At a roundtable recently organised by Ernst & Young, a global leader in assurance, tax, transactions and advisory services to address the situation, Tunde Adelana, director Monitoring and Evaluation at the Nigerian Content Development and Monitoring Board (NCDMB) said there is provision for the NOGICD Act to be reviewed bi-annually but this has not happened since it came into force on April 22, 2010. “The Act is subject to bi-annual review and our role as a board is to make easy for people to comply.” Adelana said.

According the a 10‐year Transformation Roadmap developed by the NCDMB (2017 – 2027), the Board seeks to be a catalyst for industrialisation of the Nigerian oil and gas industry and its linkage sectors through technical capacity development, compliance and enforcement, enabling business environment, organisational capability and sectorial and regional market linkage.

Twenty-eighteen local content level was 30 percent. The Board targets 70 percent by 2027.

The philosophy of Nigerian content was borne out of necessity. This arose because of the fact that there were some gaps. “These were gaps in terms of skills, capacity and infrastructure in the industry. Gaps with regards to what we can do in-country against what was obtainable in the industry”, Adelana said. “You cannot effectively enforce compliance when these gaps still exist. The focus is more on development now.”

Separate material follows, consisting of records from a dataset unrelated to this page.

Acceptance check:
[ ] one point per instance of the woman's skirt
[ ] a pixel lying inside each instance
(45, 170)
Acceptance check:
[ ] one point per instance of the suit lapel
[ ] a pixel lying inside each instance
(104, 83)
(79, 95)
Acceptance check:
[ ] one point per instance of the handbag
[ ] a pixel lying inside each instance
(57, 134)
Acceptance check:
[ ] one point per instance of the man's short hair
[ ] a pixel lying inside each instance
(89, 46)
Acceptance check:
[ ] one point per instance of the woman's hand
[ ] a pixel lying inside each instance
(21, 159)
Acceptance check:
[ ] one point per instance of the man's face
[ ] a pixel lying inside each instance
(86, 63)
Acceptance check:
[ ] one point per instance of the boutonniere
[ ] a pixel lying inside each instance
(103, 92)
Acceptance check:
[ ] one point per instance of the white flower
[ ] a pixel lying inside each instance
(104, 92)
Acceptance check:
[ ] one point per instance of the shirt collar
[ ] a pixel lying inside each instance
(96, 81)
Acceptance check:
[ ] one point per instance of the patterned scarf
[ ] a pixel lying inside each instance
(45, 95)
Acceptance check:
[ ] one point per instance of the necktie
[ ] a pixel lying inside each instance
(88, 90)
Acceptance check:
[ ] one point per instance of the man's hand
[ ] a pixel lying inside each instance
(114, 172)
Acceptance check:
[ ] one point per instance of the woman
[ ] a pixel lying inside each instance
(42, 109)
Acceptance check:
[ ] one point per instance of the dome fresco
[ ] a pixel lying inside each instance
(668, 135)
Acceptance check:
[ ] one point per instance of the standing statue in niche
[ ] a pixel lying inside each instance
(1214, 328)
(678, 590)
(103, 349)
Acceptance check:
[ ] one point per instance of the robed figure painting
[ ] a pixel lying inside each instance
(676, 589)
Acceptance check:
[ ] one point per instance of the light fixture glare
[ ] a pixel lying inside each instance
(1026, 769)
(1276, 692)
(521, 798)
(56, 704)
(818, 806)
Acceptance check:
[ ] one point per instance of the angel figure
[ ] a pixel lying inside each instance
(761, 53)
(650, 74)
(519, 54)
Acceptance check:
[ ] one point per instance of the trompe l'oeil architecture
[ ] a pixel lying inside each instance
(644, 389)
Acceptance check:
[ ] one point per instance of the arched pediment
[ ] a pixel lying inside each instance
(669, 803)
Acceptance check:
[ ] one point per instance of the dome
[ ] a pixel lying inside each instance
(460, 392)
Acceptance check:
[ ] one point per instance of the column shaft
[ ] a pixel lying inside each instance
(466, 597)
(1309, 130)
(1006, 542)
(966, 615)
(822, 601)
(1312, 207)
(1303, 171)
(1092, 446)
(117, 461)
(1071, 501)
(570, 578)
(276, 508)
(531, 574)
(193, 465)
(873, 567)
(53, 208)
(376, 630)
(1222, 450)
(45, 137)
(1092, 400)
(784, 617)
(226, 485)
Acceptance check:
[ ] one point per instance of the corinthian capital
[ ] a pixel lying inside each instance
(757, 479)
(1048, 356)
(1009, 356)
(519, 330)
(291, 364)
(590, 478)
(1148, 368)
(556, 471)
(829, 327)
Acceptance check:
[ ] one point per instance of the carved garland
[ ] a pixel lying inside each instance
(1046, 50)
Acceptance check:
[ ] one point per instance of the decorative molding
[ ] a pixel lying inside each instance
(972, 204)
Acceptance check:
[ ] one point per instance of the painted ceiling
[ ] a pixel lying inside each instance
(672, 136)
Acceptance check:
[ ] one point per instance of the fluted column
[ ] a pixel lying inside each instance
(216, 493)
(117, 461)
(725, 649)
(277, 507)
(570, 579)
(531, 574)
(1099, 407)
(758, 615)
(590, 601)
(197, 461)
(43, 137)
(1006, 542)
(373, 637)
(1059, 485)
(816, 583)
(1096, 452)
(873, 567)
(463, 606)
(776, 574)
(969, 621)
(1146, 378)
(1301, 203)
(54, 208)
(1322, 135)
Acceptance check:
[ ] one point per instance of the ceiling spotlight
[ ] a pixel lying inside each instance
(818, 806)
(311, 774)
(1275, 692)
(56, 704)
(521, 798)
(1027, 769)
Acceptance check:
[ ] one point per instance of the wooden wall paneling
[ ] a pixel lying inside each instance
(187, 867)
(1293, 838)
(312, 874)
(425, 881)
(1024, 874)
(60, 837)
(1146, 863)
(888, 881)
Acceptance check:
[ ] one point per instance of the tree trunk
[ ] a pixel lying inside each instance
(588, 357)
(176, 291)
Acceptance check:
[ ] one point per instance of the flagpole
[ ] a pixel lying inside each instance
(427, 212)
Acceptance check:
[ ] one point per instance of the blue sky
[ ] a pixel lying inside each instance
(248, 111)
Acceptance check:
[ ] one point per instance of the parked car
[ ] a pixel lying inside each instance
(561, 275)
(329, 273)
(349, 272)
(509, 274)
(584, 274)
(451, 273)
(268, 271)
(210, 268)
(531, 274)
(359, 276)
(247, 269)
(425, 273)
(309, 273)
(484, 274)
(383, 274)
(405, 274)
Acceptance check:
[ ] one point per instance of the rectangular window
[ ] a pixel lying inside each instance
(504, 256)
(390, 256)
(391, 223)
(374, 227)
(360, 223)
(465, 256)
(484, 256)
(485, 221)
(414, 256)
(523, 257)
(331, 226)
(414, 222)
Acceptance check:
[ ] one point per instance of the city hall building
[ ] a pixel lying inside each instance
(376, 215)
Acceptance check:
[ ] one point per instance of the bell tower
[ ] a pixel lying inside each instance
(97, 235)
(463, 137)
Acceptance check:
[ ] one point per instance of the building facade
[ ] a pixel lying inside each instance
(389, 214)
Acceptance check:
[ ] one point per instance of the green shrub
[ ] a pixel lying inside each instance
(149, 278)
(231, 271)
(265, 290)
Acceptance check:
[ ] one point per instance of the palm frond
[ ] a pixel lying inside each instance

Interpretation of some sections the law has posed challenges. Adelana claims that some people tend to interpret the Nigerian content law in ways that suit them. They want to continuously look out for loopholes or gaps in the law to take advantage of. Yet there are templates that provide guidelines, procedures and processes meant to help industry players comply.

But companies and operators who play in the oil and gas sector are seeking more clarity in the definition of some terms and sections of the Act. Particularly in the light of the fact that the Act was “enacted before government started talking about ease of doing business” Linus Okeke, partner and leader, Forensic and Integrity Services at Ernst & Young, Nigeria said.

Non-review of the law has generated some level of confusion. A company that provides aviation services to offshore oil rigs has found itself in a situation where the implementation of provisions of sector 104; sub-section 2 is making it pay more for aviation fuel and less competitive. The sub-section of 104 states: (2) The sum of one per cent of  contract awarded to any operator, contractor, subcontractor, alliance partner or any other entity involved in any project, operation, activity or transaction in the upstream sector of the Nigeria.

“When you have a law and there is no review of the law sometimes it leads to issues. For example, since April 22, 2010 there have been major changes and we expect the law should reflect this” Temitope Samagbeyi, partner Tax Services at Ernst & Young said. “We will have more dialogue with the regulator which we hope will get to the legislators for amendments. With regular updates the document passes the test of time.”

In the nine years that the Nigerian content law has existed, the NCDMB have attained some milestones. “A clear example is that we have been able to integrate a 250, 000 barrels per day floating production storage offloading (FPSO) in-country”, Adelana said. “Today we have six globally competitive pipe-coating plants. We have two standard pipe mills in-country. These are clear indications of development.”